Muslim inertia has been pervasive. One
would have thought that an attack on
one’s town or Beirut, once called
“the Paris of the East”,
would engender enough self-righteousness
that the inertia would dissipate. Not
so. It is compounded by some real and
some paranoid fears of Homeland Security
and the FBI, your email may be read
and you may have a threesome on the
phone. Many live in fear of that dreaded
knock on the door. Not only could they
throw you in jail these days, they would
throw away the key. What with no formal
charges and no legal representation,
all duly enshrined in the USA Patriot
Act.
“Al-Qaida’s inside”
said a friend of the London bomber after
the train bombings, referring to how
the extremist ideology had permeated
young minds. In the present situation
the conglomeration of factors is terrifying.
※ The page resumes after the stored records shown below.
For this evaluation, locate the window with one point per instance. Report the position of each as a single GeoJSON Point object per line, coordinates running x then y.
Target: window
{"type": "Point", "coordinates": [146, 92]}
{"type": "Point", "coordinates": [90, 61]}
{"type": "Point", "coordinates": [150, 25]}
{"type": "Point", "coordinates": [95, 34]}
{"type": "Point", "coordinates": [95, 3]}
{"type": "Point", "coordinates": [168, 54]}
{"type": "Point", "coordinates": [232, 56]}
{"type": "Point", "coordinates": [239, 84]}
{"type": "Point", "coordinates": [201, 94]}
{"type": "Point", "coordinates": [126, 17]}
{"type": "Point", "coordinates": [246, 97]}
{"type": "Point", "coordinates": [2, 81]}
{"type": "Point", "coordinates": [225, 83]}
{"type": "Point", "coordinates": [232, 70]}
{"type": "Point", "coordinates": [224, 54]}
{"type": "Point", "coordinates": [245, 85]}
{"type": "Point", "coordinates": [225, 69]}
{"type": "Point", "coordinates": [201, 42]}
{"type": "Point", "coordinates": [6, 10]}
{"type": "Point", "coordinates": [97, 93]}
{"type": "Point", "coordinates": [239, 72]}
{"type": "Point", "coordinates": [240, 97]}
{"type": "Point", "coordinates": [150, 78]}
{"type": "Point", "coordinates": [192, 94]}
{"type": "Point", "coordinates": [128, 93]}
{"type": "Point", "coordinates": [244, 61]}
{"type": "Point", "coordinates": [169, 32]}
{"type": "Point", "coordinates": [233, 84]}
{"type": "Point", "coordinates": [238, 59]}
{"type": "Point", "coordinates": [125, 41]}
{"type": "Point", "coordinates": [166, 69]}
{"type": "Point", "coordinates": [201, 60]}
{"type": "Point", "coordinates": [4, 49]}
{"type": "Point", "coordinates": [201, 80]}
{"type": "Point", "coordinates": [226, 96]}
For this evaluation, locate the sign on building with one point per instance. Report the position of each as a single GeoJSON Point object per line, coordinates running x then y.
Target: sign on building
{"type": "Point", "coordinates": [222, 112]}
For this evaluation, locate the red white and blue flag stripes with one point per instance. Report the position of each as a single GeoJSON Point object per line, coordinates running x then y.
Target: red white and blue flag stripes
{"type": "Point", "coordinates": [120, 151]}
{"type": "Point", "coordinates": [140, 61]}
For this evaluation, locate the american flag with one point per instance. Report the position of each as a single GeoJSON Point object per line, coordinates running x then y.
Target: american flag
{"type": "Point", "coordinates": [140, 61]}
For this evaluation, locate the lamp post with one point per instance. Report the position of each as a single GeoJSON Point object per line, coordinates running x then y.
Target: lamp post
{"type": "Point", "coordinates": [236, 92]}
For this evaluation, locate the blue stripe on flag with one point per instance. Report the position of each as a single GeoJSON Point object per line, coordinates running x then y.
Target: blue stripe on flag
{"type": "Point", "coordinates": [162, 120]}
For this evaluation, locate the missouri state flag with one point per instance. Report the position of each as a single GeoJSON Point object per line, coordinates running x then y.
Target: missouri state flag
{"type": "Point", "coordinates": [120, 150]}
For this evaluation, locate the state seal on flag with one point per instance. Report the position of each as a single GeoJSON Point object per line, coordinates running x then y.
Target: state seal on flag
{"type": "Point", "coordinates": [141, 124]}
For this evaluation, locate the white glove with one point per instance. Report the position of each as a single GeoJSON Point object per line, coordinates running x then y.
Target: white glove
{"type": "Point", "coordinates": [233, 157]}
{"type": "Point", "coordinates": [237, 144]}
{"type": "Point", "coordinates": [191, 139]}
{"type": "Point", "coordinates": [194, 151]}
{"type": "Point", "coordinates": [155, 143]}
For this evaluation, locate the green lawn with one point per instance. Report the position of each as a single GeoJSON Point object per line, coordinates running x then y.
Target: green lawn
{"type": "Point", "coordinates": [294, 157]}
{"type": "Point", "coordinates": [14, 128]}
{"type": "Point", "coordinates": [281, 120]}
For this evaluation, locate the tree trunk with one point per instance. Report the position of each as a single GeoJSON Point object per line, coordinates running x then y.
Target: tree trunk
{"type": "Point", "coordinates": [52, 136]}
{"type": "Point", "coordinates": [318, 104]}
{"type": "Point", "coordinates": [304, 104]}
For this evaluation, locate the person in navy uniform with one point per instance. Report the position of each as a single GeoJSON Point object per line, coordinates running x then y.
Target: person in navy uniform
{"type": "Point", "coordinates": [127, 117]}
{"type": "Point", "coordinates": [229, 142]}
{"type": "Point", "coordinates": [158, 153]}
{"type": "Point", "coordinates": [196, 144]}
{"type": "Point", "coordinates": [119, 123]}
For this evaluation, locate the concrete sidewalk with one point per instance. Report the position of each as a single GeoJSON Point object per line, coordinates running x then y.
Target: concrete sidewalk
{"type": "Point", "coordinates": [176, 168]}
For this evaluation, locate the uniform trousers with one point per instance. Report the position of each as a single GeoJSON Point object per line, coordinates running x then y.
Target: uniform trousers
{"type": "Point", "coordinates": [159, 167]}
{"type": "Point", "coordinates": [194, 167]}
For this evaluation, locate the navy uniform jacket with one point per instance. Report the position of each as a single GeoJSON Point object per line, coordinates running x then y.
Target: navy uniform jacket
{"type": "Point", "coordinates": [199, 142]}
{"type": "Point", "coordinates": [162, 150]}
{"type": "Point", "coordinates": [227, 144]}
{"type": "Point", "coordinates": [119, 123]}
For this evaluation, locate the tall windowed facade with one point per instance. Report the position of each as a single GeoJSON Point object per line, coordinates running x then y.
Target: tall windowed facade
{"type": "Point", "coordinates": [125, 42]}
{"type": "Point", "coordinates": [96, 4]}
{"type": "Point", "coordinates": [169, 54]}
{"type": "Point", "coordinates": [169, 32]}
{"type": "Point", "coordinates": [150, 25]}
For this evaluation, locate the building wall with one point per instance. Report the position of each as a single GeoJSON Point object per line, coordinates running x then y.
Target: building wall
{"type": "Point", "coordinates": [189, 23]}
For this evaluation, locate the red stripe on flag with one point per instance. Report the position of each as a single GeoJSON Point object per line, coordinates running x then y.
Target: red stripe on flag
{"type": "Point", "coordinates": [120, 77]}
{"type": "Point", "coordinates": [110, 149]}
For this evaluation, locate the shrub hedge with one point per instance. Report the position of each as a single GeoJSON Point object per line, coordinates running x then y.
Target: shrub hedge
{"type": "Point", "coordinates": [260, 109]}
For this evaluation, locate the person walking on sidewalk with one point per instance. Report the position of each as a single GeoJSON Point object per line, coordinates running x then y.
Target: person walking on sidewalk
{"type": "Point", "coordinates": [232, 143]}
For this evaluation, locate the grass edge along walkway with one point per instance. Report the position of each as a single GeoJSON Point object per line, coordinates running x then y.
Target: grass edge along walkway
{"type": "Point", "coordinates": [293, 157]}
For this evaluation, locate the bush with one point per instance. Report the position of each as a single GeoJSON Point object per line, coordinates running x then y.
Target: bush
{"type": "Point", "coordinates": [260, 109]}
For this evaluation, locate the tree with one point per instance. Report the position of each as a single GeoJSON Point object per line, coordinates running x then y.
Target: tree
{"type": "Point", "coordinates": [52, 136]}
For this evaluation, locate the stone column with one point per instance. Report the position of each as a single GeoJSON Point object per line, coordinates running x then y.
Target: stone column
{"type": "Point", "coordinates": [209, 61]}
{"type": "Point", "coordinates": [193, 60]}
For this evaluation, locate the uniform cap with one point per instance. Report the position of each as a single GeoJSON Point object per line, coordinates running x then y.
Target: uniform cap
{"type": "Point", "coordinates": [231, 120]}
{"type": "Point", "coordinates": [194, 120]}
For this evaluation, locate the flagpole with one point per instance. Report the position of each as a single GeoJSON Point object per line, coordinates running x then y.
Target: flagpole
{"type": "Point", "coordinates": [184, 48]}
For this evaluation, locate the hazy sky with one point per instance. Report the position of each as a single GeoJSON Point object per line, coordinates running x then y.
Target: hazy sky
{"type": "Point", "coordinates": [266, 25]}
A young Arab feels disenchanted with
the daily killings in Iraq and Palestine,
and suddenly his house in Lebanon is
bombed and his family killed. America
and Britain are busy with the wink and
nod routine with Israel. He sees no
justice. Revenge and retaliation are
human failings. Amid the sheer frustration
of events and an uncaring world, he
takes the law into his own hands. And
another extremist is born.
“Why do they hate us,” asked
George Bush, soon after 9/11. Israel
was despised anyway; with its unflinching
support to Israel in foul times or fair,
America is now disliked by the Muslim
world. We have the genesis of Pandora’s
Box multiplied exponentially. With this
political procreation of extremists,
it would be a sad day when George Bush
asks the same question. This time even
he will know the answer.
(Mahjabeen Islam is a freelance columnist
and physician residing in Toledo Ohio.